I doubt there are many, if any scrubbies in there but just in case it does make sense to include them in the list. They are after all feral in that context and not endangered elsewhere.

Interesting though.


----------



## garthy (Dec 22, 2009)

Scrubbies must be some form of potential threat, my opinion is that their laws are too lax. I know there are critics of our system, but we don't face these problems do we? 
They(scrubbies) are certainly big enough to be of concern but this is the 1st we've heard of it? It amazes me how the yanks must percieve snakes... big and small game??? I guess you gotta be there to understand the concept.


----------



## redbellybite (Dec 22, 2009)

without sounding like I am having a go at them ...but in all honesty nothing ever really surprises me when the USA is mentioned ...(and its not a dig at anyone personally from the USA so please dont turn this into something its not )


----------



## moosenoose (Dec 23, 2009)

garthy said:


> my opinion is that their laws are too lax. I know there are critics of our system, but we don't face these problems do we?



No we don't. But this is why America is now facing a potential species ban (if it hasn't already been passed). 

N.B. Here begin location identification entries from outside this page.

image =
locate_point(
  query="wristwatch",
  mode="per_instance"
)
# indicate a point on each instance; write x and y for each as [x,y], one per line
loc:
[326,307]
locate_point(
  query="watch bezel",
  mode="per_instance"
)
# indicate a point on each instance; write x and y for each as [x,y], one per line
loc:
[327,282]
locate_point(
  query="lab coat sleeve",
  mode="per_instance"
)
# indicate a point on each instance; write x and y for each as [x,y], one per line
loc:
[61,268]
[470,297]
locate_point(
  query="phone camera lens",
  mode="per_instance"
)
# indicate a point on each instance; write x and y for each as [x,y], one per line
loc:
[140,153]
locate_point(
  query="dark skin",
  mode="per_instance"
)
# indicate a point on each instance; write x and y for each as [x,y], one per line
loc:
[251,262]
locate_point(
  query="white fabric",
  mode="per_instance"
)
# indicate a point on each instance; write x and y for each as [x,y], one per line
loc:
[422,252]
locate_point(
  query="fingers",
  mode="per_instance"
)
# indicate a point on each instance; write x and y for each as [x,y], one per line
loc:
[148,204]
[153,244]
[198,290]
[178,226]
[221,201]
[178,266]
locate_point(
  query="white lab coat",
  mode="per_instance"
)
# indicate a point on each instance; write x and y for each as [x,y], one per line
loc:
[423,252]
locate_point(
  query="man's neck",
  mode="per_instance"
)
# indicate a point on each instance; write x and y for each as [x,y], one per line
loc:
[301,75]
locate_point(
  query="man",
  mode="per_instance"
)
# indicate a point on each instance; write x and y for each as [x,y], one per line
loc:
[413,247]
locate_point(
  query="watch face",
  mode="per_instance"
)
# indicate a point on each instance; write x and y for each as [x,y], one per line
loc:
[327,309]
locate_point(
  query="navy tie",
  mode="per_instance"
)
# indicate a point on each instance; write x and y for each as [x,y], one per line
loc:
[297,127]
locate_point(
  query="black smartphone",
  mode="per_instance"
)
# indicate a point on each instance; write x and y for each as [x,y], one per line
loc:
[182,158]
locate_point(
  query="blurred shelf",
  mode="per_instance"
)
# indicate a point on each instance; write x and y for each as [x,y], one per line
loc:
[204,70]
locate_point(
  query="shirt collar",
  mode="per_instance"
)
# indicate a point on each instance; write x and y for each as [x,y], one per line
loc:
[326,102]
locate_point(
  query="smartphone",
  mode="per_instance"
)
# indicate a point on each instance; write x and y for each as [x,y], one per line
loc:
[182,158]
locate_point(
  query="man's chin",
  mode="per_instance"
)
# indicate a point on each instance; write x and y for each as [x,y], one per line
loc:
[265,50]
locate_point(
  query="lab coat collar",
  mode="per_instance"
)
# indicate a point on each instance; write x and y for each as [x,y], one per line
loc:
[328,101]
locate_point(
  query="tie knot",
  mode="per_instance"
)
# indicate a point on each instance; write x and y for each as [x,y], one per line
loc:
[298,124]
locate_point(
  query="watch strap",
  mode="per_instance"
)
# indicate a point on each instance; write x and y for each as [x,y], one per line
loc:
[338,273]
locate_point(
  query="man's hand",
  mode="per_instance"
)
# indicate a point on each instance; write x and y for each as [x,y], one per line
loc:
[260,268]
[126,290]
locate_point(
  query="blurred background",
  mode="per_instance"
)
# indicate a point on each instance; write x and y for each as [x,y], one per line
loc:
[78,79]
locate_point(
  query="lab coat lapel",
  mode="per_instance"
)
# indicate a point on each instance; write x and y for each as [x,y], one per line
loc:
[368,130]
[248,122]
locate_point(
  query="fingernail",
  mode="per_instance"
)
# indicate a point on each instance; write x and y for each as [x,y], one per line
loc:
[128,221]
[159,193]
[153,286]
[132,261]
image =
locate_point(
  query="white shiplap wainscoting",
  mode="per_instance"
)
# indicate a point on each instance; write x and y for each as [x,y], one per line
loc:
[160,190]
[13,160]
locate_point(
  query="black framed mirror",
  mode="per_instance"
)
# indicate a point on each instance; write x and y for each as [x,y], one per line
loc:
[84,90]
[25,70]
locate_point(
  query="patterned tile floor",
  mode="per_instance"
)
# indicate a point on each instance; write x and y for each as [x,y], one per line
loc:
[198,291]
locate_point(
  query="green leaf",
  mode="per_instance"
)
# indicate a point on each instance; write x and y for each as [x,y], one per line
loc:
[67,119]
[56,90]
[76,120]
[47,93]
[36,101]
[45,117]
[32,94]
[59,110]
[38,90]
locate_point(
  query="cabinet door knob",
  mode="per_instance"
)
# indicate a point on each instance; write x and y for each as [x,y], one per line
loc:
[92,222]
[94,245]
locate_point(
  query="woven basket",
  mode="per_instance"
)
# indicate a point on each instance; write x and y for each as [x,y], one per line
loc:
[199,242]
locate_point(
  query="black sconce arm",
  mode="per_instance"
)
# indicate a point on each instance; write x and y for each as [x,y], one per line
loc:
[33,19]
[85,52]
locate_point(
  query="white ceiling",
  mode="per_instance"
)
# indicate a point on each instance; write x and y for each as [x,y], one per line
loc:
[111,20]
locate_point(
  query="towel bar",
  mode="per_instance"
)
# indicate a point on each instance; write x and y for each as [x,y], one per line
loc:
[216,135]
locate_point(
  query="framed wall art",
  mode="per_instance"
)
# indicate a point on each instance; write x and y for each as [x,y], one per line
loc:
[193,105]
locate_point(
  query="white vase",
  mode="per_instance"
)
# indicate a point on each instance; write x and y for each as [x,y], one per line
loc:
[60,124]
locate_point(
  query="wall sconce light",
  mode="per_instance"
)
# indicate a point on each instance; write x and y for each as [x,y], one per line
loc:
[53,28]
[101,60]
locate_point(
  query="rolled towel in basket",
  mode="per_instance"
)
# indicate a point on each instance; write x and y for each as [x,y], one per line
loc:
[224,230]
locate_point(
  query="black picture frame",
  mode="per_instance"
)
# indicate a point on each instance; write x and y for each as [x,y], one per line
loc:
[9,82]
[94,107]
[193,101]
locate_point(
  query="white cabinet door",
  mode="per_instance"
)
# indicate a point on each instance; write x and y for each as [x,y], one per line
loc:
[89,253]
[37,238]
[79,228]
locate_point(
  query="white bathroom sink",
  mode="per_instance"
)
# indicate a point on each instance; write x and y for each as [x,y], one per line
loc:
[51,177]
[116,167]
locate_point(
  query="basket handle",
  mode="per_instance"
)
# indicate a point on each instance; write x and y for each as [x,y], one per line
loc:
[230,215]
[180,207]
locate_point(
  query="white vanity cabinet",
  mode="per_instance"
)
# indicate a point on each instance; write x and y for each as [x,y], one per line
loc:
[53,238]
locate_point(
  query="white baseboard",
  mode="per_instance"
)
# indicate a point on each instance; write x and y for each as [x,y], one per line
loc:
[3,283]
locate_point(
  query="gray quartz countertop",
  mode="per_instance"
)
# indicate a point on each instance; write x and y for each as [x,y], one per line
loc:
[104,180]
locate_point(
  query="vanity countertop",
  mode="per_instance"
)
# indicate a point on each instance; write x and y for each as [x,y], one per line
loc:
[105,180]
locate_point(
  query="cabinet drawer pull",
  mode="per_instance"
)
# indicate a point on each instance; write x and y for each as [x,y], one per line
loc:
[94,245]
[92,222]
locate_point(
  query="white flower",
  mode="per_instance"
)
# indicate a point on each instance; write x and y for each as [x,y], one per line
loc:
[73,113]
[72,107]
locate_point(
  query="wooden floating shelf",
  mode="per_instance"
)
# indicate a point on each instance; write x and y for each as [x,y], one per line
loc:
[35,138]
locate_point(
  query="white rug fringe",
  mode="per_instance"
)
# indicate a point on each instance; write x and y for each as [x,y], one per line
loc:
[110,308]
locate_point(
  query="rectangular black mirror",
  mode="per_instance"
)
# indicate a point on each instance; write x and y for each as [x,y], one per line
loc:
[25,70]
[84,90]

It's not a case of animal activists and governments promoting and endorsing a willy-nilly style of restriction on such animals, and regardless or not on whether anyone thinks its a knee-jerk response, the fact is someone somewhere needed to look as though somebody was doing something to stop what HAS happened! Silly keepers and greedy breeders have brought this upon themselves! Thank the sweet lord we don't permit exotic species in this country!


----------